Usual caveat applies: People writing actual applications instead of reusable libraries can dial this setting pretty much wherever they want to.  Shared code authors should be very aware of this problem and the "v1" people out there (you know them, the ones who have a cool idea, get the awards and good bonuses and then move on to the next v1 project leaving their path of destruction a mile wide behind them...) need to get some discipline.

Comments

  • Anonymous
    May 09, 2005
    The comment has been removed
  • Anonymous
    May 09, 2005
    The comment has been removed
  • Anonymous
    May 09, 2005
    The comment has been removed
  • Anonymous
    May 10, 2005
    Well you mentioned catch(...) twice so I had to take the bait.

    Thing is, lots of people do write class templates.

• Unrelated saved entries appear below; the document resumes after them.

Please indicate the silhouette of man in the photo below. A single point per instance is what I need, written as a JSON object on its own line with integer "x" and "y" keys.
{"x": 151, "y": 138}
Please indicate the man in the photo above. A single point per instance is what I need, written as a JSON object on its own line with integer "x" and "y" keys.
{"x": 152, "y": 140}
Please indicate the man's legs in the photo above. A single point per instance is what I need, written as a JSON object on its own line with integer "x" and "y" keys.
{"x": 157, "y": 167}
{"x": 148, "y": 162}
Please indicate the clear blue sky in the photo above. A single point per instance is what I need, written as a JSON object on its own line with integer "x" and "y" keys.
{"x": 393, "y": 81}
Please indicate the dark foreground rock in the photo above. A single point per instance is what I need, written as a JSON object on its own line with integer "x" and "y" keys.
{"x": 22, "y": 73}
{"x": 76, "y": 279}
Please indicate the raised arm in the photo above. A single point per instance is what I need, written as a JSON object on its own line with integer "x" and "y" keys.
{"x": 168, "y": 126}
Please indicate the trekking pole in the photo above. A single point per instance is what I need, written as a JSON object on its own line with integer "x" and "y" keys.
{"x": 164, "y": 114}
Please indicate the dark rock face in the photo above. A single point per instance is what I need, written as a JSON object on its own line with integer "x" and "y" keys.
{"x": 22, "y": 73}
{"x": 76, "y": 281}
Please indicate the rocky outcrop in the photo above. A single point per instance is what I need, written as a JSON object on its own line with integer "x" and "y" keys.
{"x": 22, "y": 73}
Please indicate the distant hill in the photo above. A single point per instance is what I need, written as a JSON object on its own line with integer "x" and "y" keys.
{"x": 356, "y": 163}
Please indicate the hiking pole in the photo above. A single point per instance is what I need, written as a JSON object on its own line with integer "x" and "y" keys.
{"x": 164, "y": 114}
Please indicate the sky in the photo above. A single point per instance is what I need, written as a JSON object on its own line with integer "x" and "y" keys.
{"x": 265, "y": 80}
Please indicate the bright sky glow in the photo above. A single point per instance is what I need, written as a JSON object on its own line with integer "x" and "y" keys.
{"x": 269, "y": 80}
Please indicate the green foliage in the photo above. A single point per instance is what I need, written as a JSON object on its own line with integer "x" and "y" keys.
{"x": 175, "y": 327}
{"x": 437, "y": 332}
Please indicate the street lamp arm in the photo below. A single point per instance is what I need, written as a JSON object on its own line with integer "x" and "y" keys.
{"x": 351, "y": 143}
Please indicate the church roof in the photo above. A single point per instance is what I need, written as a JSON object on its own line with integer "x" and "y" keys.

The STL containers have very well defined exception specifications.

    Here is a great paper on the subject http://www.boost.org/more/generic_exception_safety.html

    It is neccessary for every function in the to be fully transactional. They should give the best level of exception safety that they can, and if the caller needs more, it is the caller's responsibility.

    If I wanted complete transaction safety when calling reverse_array() with my arrayType. I would make a copy, pass that to the function and if the function succeeded I would replace my original object.

    But I wouldnt want reverse_array to do that for me. It simply may not be appropriate a lot of the time.
  • Anonymous
    May 10, 2005
    A claim to be transactional but not exception safe is void. The whole point of the transactional contract is to be able to predict behavior of the system in failure modes.
  • Anonymous
    May 11, 2005
    The comment has been removed
  • Anonymous
    May 11, 2005
    I'm sorry I don't buy the discussion of the weak guarantee. Basically the weak guarantee means that you might be able to get your work done (as a client of the weak guarantee code) but your guarantee to the next level up can't be more than weak. I'll reread the description to make sure I'm on solid ground here but as I read the paper, even the "strong" guarantee is not strong enough for you to necessarily provide a robust interface for people above you to give strong guarantees. (Which is basically the point of this series.)